Sebelumnya, Para Pemohon kemudian membawa permasalahan ini ke Pengadilan Hubungan Industrial (PHI). Atas perselisihan tersebut, PHI telah memutuskan dengan amar putusan menolak gugatan Para Pemohon. Salah satu alasan adalah ketentuan tersebut tidak dapat diterapkan dalam penggabungan usaha yang dilakukan perusahaan karena tidak dilakukannya PHK terhadap seluruh pekerja sehingga tidak bersedianya Para Pemohonuntuk melanjutkan hubungan kerja dengan perusahaan adalah merupakan tindakan pengunduran diri Para Pemohon.

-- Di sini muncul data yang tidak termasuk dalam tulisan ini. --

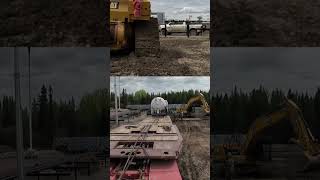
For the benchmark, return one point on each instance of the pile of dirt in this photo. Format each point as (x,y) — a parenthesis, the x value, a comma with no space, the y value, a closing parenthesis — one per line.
(54,23)
(265,23)
(194,160)
(179,56)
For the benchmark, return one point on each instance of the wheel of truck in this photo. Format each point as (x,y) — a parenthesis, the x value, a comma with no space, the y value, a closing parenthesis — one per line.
(193,32)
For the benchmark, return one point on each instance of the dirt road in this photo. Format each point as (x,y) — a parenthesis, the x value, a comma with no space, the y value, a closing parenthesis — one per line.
(194,161)
(179,56)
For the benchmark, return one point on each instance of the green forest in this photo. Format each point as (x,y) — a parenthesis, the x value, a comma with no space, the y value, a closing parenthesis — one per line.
(233,113)
(143,97)
(53,118)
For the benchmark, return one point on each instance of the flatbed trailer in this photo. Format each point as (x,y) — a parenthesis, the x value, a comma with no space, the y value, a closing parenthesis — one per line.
(147,150)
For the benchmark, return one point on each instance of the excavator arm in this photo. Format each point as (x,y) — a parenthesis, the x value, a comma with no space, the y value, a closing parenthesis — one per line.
(291,112)
(199,97)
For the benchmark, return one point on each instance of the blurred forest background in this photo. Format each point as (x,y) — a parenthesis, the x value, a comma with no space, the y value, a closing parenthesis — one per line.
(233,113)
(52,118)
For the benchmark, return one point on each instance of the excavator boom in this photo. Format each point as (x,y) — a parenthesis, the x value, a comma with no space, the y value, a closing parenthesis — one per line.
(200,97)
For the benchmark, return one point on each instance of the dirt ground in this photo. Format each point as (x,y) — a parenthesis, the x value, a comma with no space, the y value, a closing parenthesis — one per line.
(194,161)
(179,56)
(54,23)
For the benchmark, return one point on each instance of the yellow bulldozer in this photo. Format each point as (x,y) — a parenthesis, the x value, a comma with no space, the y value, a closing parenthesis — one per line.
(133,29)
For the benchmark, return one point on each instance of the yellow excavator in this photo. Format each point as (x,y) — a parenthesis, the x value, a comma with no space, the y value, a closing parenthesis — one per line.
(199,98)
(241,154)
(132,27)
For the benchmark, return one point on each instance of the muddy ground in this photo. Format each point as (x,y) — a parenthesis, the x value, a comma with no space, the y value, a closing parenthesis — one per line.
(265,23)
(179,56)
(194,161)
(54,23)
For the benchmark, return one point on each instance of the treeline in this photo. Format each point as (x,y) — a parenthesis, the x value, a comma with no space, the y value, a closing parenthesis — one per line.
(143,97)
(51,118)
(234,113)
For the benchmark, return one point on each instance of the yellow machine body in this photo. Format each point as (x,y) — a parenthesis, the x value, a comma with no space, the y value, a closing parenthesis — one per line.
(122,17)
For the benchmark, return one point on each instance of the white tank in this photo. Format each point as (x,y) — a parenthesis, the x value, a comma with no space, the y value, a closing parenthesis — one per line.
(159,105)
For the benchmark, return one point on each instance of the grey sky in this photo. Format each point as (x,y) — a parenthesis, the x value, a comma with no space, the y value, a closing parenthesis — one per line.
(158,84)
(70,71)
(182,9)
(282,68)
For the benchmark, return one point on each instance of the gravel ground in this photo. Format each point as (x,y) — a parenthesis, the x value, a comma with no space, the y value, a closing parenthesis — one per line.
(265,23)
(179,56)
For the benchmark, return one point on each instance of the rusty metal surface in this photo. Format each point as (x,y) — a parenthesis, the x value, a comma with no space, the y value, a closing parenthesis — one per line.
(164,138)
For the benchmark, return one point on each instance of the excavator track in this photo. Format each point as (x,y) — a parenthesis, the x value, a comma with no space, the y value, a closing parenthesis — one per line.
(147,43)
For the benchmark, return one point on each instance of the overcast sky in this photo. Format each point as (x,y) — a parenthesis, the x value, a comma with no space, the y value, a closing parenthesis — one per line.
(182,9)
(70,71)
(158,84)
(248,68)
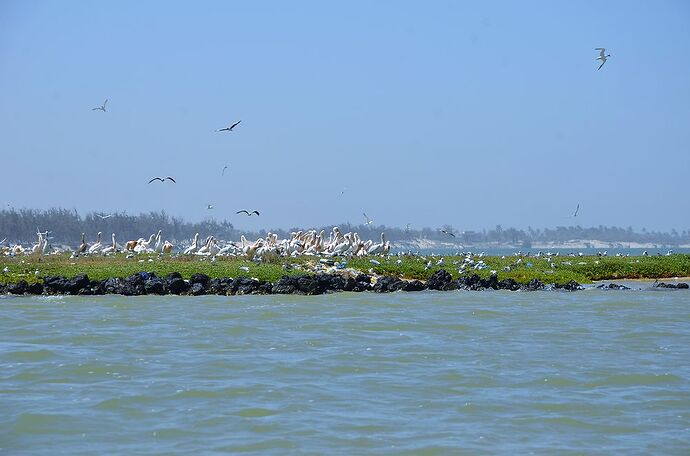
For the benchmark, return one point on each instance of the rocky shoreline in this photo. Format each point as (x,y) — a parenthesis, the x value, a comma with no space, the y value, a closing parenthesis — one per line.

“Kerugian hak konstitusional Para Pemohon telah nyata dengan penafsiran kata “dapat” baik oleh perusahaan maupun oleh Majelis Hakim PHI, dimana pengusaha mempunyai kewenangan penuh untuk melakukan PHK ataupun tidak melakukan PHK,” ujar P. Sanjaya Samosir selaku kuasa hukum Pemohon. (Lulu Anjarsari/mh)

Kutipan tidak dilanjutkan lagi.